THE MOTHER of the internationally-renowned author and creator of one of the world's best known fictional characters, Dracula, was born, and apparently buried, in Sligo. As the 100th anniversary of the death of Abraham 'Bram' Stoker was celebrated recently, more insight has arisen into his ancestral link to the town. Particular focus has surrounded the influence his mother, and the influence of her upbringing in Sligo on her young son. She witnessed a harrowing cholera plague which claimed hundreds of lives in Sligo, and as some victims were buried alive, tales of those times are thought to have greatly influenced his seminal work.
Charlotte Thornley was born in Sligo on June 28, 1818. Her mother Matilda Blake married Lieutenant Thomas Thornley, from Ballyshannon. Many people who have researched the esteemed author believe that his link to Sligo was the trigger for the birth of his gothic count.
Cloonacool man Dennis Mcintyre is founder of the Stoker Dracula International Organisation, based in Clontarf, where the author spent his early years. Dennis established the organisation in the early 1990s, and being a native of County Sligo has been looking into the Stoker connection with the town.
"Bram's mother lived in what was then known as Correction Steet. This street was the site of where the old gaol stood. There was also a lunatic asylum and a workhouse situated there.
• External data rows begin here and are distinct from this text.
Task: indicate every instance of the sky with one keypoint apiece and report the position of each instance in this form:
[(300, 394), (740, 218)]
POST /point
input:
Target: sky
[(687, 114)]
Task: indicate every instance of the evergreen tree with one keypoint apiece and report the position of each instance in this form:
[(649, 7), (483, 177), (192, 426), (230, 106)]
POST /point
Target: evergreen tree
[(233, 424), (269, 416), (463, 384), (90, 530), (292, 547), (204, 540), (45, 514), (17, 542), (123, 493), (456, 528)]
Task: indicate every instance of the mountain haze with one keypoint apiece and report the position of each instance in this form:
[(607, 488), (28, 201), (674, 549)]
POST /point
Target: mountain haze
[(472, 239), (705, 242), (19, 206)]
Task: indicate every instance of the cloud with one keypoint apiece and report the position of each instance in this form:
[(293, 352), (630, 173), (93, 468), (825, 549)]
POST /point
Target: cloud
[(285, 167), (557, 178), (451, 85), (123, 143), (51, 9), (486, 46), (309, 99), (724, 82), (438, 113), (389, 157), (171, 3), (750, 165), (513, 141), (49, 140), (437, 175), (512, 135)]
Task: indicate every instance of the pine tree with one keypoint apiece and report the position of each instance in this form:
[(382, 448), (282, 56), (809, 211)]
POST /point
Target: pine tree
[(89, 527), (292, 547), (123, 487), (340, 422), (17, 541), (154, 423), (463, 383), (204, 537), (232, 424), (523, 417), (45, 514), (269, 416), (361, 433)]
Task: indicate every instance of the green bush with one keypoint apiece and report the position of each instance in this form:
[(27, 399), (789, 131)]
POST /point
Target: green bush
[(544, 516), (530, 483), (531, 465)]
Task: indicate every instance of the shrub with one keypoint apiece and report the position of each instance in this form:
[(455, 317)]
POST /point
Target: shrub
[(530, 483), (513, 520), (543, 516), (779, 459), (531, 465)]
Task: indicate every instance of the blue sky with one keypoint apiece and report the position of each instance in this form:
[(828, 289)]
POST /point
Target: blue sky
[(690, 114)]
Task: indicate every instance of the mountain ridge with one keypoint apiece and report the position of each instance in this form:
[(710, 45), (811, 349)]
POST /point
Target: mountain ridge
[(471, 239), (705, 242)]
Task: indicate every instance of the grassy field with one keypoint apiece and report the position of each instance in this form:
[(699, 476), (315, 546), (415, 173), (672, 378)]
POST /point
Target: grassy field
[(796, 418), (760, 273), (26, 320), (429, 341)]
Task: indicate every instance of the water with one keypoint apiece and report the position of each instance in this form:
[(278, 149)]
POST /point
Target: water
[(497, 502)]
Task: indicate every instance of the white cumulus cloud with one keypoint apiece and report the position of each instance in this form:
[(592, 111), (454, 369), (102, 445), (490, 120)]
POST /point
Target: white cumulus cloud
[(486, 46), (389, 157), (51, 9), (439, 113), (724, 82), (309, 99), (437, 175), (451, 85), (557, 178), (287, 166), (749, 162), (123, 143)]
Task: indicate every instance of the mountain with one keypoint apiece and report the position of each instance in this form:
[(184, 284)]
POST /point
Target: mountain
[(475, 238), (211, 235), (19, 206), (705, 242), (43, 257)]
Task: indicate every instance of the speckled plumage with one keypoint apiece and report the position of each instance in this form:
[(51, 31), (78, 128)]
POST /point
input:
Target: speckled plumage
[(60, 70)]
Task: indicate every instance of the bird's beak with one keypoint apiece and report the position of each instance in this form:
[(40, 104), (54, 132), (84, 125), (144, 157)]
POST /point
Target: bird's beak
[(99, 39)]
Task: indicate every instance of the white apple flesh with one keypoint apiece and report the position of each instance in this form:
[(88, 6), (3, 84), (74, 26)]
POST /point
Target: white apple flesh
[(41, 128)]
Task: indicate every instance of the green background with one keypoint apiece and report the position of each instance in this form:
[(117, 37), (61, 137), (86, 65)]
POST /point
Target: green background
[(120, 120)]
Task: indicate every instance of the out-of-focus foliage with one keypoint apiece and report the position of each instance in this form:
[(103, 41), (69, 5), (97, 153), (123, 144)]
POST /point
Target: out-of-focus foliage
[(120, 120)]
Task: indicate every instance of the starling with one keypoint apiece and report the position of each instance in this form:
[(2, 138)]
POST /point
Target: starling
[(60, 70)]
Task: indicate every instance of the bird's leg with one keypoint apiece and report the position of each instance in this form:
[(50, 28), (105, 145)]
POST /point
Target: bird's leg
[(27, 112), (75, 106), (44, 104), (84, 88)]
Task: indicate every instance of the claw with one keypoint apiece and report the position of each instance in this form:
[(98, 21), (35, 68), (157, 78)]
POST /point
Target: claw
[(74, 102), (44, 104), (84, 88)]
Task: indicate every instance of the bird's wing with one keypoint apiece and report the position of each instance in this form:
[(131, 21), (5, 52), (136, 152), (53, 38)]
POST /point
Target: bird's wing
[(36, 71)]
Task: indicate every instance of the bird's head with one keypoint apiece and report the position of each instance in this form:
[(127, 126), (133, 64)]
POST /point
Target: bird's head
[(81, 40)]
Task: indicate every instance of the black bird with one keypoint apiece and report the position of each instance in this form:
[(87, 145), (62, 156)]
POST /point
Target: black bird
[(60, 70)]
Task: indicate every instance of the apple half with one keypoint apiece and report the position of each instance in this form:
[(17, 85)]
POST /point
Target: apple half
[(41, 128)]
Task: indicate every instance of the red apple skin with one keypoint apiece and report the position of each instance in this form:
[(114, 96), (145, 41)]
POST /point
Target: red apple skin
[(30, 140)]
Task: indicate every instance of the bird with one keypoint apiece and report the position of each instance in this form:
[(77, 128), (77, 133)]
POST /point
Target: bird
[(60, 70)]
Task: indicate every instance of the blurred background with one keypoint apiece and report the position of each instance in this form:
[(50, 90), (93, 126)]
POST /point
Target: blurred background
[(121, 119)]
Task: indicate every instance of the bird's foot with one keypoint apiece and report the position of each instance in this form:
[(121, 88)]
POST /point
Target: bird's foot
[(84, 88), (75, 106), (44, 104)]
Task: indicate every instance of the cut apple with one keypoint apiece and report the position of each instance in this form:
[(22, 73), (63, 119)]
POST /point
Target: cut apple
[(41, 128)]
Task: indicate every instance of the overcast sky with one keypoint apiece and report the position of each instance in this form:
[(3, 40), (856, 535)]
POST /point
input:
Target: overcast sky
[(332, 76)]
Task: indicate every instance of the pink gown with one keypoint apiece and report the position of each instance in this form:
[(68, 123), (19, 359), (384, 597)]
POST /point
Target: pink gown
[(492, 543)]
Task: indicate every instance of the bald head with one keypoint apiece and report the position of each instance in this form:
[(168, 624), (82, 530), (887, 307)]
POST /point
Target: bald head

Charlotte was born and raised on this street," Dennis explains.
In August 1832, when Charlotte was fourteen years old, Sligo was badly hit with a severe cholera epidemic. Reports claim that during the three month nightmare, between fifty and one hundred people died each day. The disease had been ravaging Europe and other parts of Ireland. However when the epidemic reached Sligo, the town would suffer more than other in the country.
"The epidemic spread from Europe to Britain and then eventually to Ireland. Sligo was worst hit of all, and before this when she was very young, Charlotte had also lived through an early potato blight. But when cholera arrived, she witnessed frightening scenes," Dennis added.
The workhouse was overcrowded; people were dying at an alarming rate, and there was no cure or concrete knowledge about the disease. As the cholera spread, so too did the panic. Doctors tried desperately to contain it, but their efforts were hampered by suspicion and ignorance.
"Charlotte saw pits of graves being dug, with victims being pushed into graves by wooden poles. People were afraid to touch the infected. Many were dragged from their homes, some even buried alive," he said. Dennis is of the opinion that Charlotte retold the terrifying stories to her young son, who was bedridden with an unknown disease until he was seven.
"I argue that Sligo plays a large part and the start of the whole Dracula story. Bram came up with the word 'undead', where the vampire returns from the dead. This also relates to people buried alive, coming back to wreak vengeance on mankind, which could be connected to the cholera epidemic."
Dennis regularly presents talks on the author and is hoping that more focus will be attributed to Sligo connection. "I think overall it's a pity Bram Stoker isn't as well known as our other Irish writers, possibly because he isn't included on the school curriculum. People are afraid of the vampire, but Dracula is a story about good versus evil, and in the end good wins out. I think people are jealous of the vampire, because he lives forever, and nobody wants to die.
"I would like to see events in Sligo to recognise the town's history with Stoker. It could be a huge thing; after all it was Bram, and Dracula, who paved the way for thousands of books, television programmes and films, right up to the likes of Buffy the Vampire Slayer, The Vampire Diaries, True Blood and Twilight . To me, Dracula is the world's biggest fictional character, ever," Dennis said.